Compared to traditional methods, deep-learning-based approaches performed better. In the detection of dent-type defects, our model could completely detect the defective areas and suppress the non-defective areas. U-Net and LPBF-Net misidentified the features of the non-defective areas as defective. In the results for scratches, it could be seen that the integrity of the model proposed in this paper was better, while Rec, U-Net, and SegNet were worse. In the results for spots, it could be seen that Rec, SegNet, and LPBF-Net failed to identify defective areas, and the integrity of U-Net’s results was not as good as that of ours.

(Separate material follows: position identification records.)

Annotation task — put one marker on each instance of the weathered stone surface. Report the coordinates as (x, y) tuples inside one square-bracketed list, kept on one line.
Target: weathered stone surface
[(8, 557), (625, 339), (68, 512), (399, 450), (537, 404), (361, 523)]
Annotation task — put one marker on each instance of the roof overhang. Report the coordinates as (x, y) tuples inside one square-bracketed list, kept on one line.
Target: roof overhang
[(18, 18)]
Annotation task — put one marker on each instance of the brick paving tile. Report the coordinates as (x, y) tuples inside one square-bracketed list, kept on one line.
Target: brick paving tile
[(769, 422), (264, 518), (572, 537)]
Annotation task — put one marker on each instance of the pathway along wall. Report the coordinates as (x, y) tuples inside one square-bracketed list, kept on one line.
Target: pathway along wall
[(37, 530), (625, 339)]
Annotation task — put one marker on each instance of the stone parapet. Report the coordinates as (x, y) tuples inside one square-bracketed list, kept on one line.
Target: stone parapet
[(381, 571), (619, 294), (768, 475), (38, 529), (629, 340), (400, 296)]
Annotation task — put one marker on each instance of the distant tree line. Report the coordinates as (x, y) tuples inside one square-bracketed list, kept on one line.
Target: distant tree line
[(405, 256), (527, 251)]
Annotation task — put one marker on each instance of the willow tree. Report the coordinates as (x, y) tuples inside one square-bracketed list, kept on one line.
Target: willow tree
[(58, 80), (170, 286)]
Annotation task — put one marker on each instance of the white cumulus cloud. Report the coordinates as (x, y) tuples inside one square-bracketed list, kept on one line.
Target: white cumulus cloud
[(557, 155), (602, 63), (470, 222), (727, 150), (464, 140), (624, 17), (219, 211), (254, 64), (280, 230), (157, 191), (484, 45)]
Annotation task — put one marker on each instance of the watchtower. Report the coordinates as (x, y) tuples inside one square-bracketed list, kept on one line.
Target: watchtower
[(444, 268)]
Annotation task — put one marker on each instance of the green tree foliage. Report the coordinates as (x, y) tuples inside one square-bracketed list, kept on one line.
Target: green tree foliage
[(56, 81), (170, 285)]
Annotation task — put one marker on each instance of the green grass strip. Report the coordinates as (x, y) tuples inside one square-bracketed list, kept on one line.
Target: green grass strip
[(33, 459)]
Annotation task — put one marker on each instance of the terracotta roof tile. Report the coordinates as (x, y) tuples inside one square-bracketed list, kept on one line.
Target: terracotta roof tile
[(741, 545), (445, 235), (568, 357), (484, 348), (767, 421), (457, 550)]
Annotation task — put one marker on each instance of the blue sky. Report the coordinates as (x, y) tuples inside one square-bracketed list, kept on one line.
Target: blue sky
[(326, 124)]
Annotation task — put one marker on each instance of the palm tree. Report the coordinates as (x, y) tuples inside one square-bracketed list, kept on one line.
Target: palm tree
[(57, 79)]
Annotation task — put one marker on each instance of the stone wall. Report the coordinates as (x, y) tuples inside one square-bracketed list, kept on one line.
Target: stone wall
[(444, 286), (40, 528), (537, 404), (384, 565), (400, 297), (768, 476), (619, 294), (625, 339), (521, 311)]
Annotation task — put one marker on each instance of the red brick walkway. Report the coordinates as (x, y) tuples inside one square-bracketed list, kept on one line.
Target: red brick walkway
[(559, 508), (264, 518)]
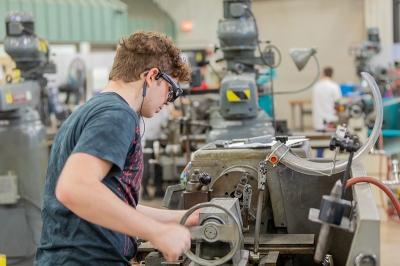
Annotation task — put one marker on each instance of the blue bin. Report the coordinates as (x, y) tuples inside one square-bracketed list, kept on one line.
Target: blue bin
[(346, 88)]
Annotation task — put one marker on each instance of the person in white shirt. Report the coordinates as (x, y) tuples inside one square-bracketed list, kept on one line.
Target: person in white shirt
[(325, 94)]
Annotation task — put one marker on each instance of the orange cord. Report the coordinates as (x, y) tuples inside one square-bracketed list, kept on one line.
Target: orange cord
[(389, 212), (273, 159), (379, 184)]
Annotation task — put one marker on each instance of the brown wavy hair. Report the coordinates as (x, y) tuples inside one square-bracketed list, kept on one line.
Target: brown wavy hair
[(144, 50)]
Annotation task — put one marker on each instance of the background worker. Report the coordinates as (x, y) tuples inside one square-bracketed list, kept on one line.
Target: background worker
[(90, 212), (325, 94)]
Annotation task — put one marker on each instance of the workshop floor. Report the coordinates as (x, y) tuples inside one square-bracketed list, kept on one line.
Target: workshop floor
[(390, 236)]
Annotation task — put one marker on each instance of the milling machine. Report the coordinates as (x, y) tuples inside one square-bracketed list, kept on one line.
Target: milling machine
[(264, 199), (24, 152), (239, 114)]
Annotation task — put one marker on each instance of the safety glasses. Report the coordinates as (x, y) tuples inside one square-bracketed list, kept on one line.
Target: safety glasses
[(176, 90)]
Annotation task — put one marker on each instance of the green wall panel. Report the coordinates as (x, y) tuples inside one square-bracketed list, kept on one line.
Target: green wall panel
[(98, 21)]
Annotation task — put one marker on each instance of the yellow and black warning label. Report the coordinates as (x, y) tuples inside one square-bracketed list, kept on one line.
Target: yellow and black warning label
[(238, 96)]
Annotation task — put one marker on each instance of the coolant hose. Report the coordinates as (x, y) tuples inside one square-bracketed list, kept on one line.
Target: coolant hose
[(379, 184)]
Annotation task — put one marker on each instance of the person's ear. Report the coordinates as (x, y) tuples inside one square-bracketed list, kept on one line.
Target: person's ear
[(144, 89)]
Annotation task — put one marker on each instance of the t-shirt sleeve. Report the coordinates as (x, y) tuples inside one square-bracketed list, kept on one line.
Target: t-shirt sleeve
[(108, 135)]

In the detection results for stains, Rec could not find defective regions completely, and some defective areas were misjudged as non-defective regions. Based on the above comparison, it can be concluded that the proposed method had better detection results than those of other methods and could accurately distinguish defective from non-defective areas. However, the method proposed in this paper also has room for further improvement. For example, the completeness of the spot sample detection results was not satisfactory.

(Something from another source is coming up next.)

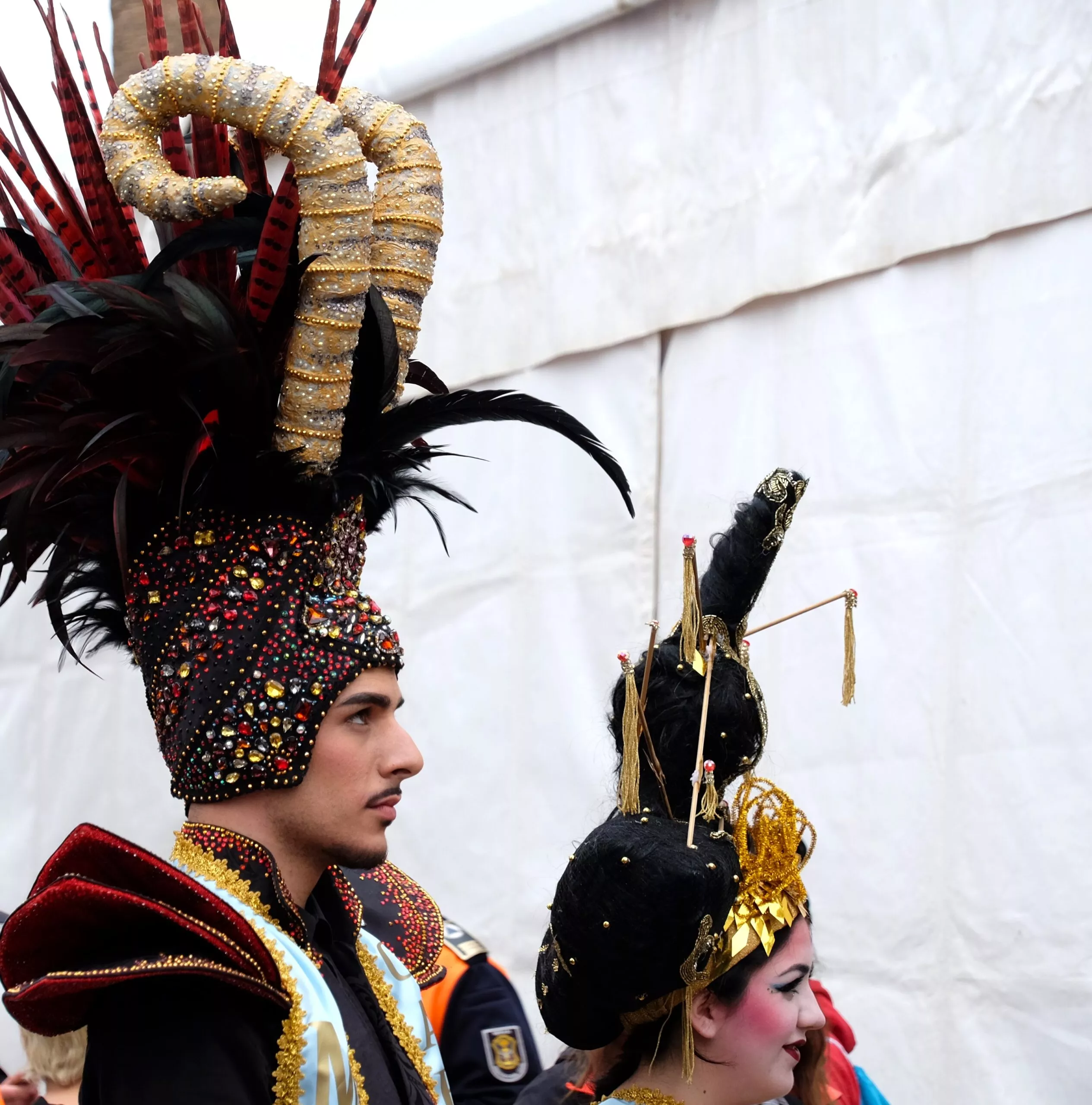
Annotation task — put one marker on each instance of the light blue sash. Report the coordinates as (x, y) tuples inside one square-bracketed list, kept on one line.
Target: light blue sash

In order to test the computational efficiency of the model, the model was tested on a computer equipped with an NVIDIA 1080Ti GPU. By calculating the average value many times, it is found that the model could process more than 40 pixel images per second, thus achieving real-time speed. The processing speed of this model was much faster than that of manual inspection and has broad application prospects in the field of industrial surface defect inspection.
5. Conclusions
To improve the automation level of defect detection and promote the application of intelligent detection methods in product quality monitoring, in this paper, a defect inspection system was proposed to solve the problem of a defect inspection task for USB connectors. A defect dataset, USB-SG, which contained pixel-level defect locations, was collected and manually labeled. We proposed a defect inspection model that included three model optimization techniques. Firstly, a rich feature extraction block was designed to extract semantic and detailed information. Then, the feature fusion performance and the generalization ability of the model were improved through residual-based progressive integration. Finally, multi-step deep supervision was applied to improve the final prediction performance. The experimental results showed that the proposed model had better detection performance than that of other models; reached 0.7057, and the MAE was as low as 0.008. In addition, our model could achieve real-time processing speeds (>40 FPS ) on an NVIDIA 1080Ti GPU. Our proposed defect inspection system has a wide range of application prospects in industrial inspection tasks and can be used as a model for related researchers as technical support.
In the future, we plan to study further from two perspectives: First, considering that it takes many human resources to annotate the pixel-level ground truth, we plan to study a weakly supervised method to reduce the demand for manual annotations. Second, we intend to investigate more general inspection systems that can be adapted to defect inspection tasks for a variety of products.